I wish I had an answer for you. I tend to cheap out on motherboards, I bought the B760 Gigabyte Aorus Elite Ax DDR5 (I know I know, but I had just bought a 4090 and was feeling the pinch.)

And its really been not bad. There's 3 m.2 slots which is not bad, 4 sata ports which is better than none I suppose. Memory overclocking works well. My 5600 cl36 kit is running at 6400 cl30 stable, which is a way bigger overclock than I was ever able to get stable on ddr4. I'm undervolting too, luckily my MB offered a feature to bypass the undervolt protection on b760 boards.

Doesn't seem like there's much performance penalty either. On cinebench 2024 my single thread score is actually slightly above expected ( 132 vs 131) and my multicore is also slightly above expected (2093 vs 2021) but it was a bit lower before the undervolt.

So really the only thing I can't do is overclock the core. Oh well, 5.5ghz all pcore is good enough I say! This board I think was $225 cad or ~$160 US. So overall I'd say I'm satisfied.
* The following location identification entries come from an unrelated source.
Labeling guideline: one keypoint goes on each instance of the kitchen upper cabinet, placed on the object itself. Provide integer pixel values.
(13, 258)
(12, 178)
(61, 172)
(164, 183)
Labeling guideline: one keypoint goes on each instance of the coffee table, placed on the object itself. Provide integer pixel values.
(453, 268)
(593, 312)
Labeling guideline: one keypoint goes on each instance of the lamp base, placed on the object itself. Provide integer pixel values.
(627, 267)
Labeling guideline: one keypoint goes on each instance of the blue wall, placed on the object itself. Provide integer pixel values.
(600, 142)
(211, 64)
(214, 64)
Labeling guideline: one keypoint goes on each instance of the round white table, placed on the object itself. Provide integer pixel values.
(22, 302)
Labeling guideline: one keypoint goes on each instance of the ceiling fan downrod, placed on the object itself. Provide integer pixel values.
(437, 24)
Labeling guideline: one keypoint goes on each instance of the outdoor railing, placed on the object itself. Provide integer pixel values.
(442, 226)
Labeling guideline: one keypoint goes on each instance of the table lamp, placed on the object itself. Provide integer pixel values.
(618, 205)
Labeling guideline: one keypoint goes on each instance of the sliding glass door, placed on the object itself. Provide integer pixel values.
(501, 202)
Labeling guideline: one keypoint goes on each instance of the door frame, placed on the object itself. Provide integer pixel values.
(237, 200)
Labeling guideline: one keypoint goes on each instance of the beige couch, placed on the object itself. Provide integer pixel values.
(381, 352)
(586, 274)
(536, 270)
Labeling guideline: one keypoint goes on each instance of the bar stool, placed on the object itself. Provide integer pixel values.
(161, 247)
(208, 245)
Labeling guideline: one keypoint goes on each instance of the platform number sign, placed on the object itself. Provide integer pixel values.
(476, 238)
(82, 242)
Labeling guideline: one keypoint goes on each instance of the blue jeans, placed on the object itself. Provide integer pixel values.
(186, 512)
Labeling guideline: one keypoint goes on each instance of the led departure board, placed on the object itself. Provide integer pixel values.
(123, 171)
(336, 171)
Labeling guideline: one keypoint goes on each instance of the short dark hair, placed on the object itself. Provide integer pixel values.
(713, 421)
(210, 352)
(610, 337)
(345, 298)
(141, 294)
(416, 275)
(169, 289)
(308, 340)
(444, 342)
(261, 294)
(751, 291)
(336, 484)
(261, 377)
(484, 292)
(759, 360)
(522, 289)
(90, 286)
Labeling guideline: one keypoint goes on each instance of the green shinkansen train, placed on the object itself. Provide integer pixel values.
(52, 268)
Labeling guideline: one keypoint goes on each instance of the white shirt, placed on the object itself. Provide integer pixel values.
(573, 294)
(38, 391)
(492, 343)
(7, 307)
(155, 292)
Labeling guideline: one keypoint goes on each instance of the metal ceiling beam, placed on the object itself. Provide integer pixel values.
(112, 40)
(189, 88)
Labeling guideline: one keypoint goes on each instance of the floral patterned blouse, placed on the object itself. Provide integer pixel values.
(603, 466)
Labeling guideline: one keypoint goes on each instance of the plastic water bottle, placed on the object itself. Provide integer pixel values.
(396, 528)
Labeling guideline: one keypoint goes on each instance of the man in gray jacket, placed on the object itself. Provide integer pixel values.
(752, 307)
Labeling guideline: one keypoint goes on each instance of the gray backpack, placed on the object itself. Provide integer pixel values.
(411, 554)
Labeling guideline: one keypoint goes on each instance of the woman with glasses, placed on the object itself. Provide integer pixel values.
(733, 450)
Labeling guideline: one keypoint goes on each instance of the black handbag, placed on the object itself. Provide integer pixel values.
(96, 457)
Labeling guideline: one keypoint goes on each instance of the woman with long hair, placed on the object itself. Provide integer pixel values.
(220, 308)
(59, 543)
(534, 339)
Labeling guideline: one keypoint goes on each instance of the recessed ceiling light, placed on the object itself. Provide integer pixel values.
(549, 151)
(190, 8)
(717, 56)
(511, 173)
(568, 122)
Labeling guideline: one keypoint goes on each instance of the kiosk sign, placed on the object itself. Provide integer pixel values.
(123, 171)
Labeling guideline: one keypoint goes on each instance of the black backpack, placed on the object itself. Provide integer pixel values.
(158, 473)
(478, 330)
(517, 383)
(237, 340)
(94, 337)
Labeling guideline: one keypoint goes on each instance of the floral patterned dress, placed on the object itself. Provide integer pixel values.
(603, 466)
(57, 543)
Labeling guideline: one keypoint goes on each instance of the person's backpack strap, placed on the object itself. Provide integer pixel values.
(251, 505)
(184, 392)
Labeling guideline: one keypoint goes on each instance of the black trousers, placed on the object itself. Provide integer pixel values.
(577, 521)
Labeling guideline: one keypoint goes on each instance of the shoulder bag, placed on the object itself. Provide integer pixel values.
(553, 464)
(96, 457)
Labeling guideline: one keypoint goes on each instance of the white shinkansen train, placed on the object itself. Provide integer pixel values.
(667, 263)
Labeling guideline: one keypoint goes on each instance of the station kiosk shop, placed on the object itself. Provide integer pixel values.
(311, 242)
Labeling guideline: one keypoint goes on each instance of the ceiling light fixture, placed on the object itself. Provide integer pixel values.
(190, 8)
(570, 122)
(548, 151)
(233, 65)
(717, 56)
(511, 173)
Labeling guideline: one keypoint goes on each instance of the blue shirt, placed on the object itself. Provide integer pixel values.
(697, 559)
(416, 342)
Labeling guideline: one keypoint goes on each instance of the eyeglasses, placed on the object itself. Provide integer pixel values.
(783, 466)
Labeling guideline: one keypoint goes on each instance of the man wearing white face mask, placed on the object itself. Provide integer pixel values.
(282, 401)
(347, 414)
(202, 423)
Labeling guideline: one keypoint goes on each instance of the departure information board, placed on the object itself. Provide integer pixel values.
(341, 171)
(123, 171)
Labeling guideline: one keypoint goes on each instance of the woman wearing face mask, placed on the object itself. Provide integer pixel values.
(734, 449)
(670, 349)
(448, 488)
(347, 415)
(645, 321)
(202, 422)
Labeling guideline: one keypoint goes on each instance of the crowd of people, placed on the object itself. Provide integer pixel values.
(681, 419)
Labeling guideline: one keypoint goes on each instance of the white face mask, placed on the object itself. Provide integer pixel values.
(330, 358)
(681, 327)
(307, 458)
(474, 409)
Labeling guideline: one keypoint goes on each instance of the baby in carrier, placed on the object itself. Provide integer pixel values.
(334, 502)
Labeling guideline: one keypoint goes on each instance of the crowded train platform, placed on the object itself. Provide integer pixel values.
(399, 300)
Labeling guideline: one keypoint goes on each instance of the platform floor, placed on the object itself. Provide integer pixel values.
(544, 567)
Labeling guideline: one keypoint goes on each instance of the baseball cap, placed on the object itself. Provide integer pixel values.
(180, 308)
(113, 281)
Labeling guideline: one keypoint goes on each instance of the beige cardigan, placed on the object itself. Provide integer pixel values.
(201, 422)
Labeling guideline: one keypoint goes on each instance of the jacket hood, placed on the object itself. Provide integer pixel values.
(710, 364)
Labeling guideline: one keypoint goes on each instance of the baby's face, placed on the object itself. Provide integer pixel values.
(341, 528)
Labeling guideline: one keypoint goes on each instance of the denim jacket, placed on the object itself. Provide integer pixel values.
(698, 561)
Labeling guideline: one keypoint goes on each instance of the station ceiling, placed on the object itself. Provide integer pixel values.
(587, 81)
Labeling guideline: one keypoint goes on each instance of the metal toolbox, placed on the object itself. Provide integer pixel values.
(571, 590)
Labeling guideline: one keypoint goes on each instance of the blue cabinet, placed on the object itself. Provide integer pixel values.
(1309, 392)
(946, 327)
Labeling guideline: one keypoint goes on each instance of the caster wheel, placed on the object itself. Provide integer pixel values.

But next time I might go for a Z board, we'll see.

Anyway sorry for the rant, I'm not saying buy a b760 board, just saying sometimes cheap boards aren't as bad as they might appear, even if they are from a company that has some.... image problems.

So I'd say, buy for the features you want. I mean if you want something that looks fancy looking there's nothing wrong with that. But no point buying something just because its expensive. Oh, and if you want to get some of the fastest ddr5 around, it might best to get a board with 2 slots, instead of 4.